First Mariner can't even get the federal bailout until it resolves nasty allegations that its Northern Virginia operation overcharged about 100 minority borrowers for mortgages in 2006 and 2007. Those incidents haven't been previously reported.

According to Hale, the bank is in talks with the Federal Deposit Insurance Corp. to settle the issue, which he blames on rogue Hispanic employees preying on Hispanic borrowers. The Treasury Department won't give First Mariner its requested bailout until it resolves the matter, Hale said.

Spokesmen for the FDIC and Treasury declined to comment. First Mariner has set aside $800,000 to pay a potential penalty.

That's the last thing it needs. Founded as a locally based alternative to out-of-town banks, First Mariner has lost $25 million in the past two years (mainly on bad mortgages), burned through much of its capital and been placed under an informal supervisory agreement with regulators.

Customers are fine. Deposits are insured up to $250,000 per account. The bank's capital - the shareholder stake that provides a gauge of viability - is below optimal levels but not in Davy Jones' Locker.

But the economy continues to deteriorate, more losses are likely, and Hale badly needs to add to the cushion. Closing at 60 cents a share yesterday, First Mariner's stock price is Wall Street's way of saying the bank won't survive in its present form.

Hale's ability to bail out his own bank is limited. His stake in First Mariner has fallen from $20 million to less than $1 million. A real estate company connected to his Canton Crossing development has been sued over an unpaid, $10 million loan. ("We're close to working that out," he said.)

Beginning construction on a related shopping center, the District at Canton Crossing, with its planned Target and Harris Teeter stores, would generate cash that Hale could put into First Mariner, he said. He may also sell land he owns, he added.

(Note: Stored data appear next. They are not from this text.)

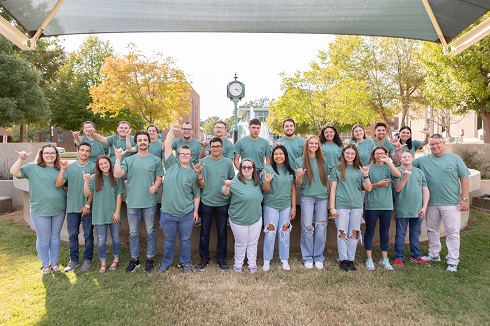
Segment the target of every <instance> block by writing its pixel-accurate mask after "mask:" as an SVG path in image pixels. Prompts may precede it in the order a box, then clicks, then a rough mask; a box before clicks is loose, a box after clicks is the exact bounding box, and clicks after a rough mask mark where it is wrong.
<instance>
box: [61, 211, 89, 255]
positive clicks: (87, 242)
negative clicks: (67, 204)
mask: <svg viewBox="0 0 490 326" xmlns="http://www.w3.org/2000/svg"><path fill="white" fill-rule="evenodd" d="M80 223H82V228H83V237H84V238H85V251H84V252H83V260H92V257H93V256H94V227H93V225H92V214H87V215H85V216H84V217H82V213H75V212H72V213H66V226H67V229H68V236H69V247H70V261H74V262H78V261H80V257H79V253H80V252H79V250H78V234H79V233H80Z"/></svg>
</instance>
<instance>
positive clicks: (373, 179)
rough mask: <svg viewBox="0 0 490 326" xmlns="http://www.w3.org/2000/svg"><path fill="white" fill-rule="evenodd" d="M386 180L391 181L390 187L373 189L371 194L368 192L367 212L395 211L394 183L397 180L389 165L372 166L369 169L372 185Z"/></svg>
mask: <svg viewBox="0 0 490 326" xmlns="http://www.w3.org/2000/svg"><path fill="white" fill-rule="evenodd" d="M384 179H390V185H389V186H388V187H377V188H373V190H371V191H370V192H366V197H367V200H366V210H390V211H392V210H393V181H394V180H396V179H397V178H395V177H394V176H393V174H392V173H391V169H390V167H389V166H388V165H386V164H383V165H381V166H378V165H376V164H371V166H370V168H369V180H370V181H371V184H375V183H376V182H379V181H381V180H384Z"/></svg>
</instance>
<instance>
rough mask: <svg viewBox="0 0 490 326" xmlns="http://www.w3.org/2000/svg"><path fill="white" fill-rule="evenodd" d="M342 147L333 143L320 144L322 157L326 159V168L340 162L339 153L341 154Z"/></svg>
mask: <svg viewBox="0 0 490 326" xmlns="http://www.w3.org/2000/svg"><path fill="white" fill-rule="evenodd" d="M343 148H344V147H342V146H339V145H337V144H335V143H327V142H326V143H324V144H322V153H323V157H325V159H326V160H327V163H328V168H329V169H330V170H331V169H332V168H333V167H334V166H336V165H337V164H339V163H340V155H342V149H343Z"/></svg>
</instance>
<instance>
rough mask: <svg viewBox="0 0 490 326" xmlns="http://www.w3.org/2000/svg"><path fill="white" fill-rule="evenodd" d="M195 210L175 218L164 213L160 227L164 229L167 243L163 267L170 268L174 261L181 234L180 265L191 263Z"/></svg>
mask: <svg viewBox="0 0 490 326" xmlns="http://www.w3.org/2000/svg"><path fill="white" fill-rule="evenodd" d="M193 217H194V210H192V211H190V212H189V213H187V214H186V215H184V216H182V217H177V216H173V215H170V214H167V213H164V212H162V214H161V215H160V226H161V227H162V231H163V236H164V238H165V241H164V243H163V258H162V267H163V268H168V267H170V265H172V262H173V260H174V251H175V240H176V238H177V232H178V233H179V244H180V263H181V264H182V265H190V263H191V236H192V229H193V227H194V219H193Z"/></svg>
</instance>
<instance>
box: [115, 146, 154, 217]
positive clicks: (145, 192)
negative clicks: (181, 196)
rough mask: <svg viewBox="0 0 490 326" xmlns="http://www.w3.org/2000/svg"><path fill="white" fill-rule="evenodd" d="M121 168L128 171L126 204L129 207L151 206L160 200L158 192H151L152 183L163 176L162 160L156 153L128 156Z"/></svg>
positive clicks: (124, 161)
mask: <svg viewBox="0 0 490 326" xmlns="http://www.w3.org/2000/svg"><path fill="white" fill-rule="evenodd" d="M121 168H122V169H123V170H124V171H126V172H128V179H127V185H126V186H127V188H128V189H127V192H128V195H127V197H126V205H127V206H128V207H129V208H149V207H153V206H155V205H156V204H157V202H158V197H157V194H156V193H154V194H152V193H150V187H151V183H152V182H154V181H155V178H156V177H161V176H163V167H162V160H161V159H159V158H158V157H156V156H155V155H152V154H148V155H146V156H144V157H142V156H140V155H138V154H136V155H133V156H130V157H127V158H125V159H124V160H123V162H122V163H121Z"/></svg>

That could take time, if it even happens. (Commercial real estate finance hasn't gotten the same kind of government support as consumer lending.) But Hale hopes the bank will have commitments for at least one other infusion by the end of the month. Third-party private investors are considering putting in money, he said. There are "five or six" other companies that want to buy Mariner Finance, the consumer finance unit, he said. (Analysts say that could raise about $20 million.)

The bailout from the government's Troubled Asset Relief Program would produce $32 million.

"If they got the TARP money, there'd be no problem," says Anthony J. Polini, who follows banks for Raymond James & Associates in New York. Even without new capital, he says, "I would think they could make it through the year, and with help from the economy they could survive."

Help from the economy is unlikely. Soaring unemployment will almost certainly put new loans under pressure.

Allegations of overcharging minorities are a blot on First Mariner's reputation and another kick in the stomach from its Northern Virginia office, which closed in 2007 and was the source of most of its mortgage losses. The bank says it fired the responsible employees immediately after management learned of the abuse in 2007.

Hispanic borrowers paid average excess fees of $3,500 apiece, according to First Mariner President Joseph Cicero. Hale defends the bank's record of serving Hispanics and blacks, saying, "We're the biggest lender to minorities in this area."

Like other bankers, he points to a big jump in operating profit driven by a low cost of funds and, in First Mariner's case, fees from hundreds of millions in refinanced mortgages being sold to other investors.

"We've had 30 months of this," he says of the losses. "I'm 62, and I've never worked so much in my life as I am now. I'm not being naive about this. It's going to be tough. But I think we have a shot to start earning our way out of this."

That shot could look a lot better if First Mariner scores some extra capital from Hale, the Treasury or anybody else.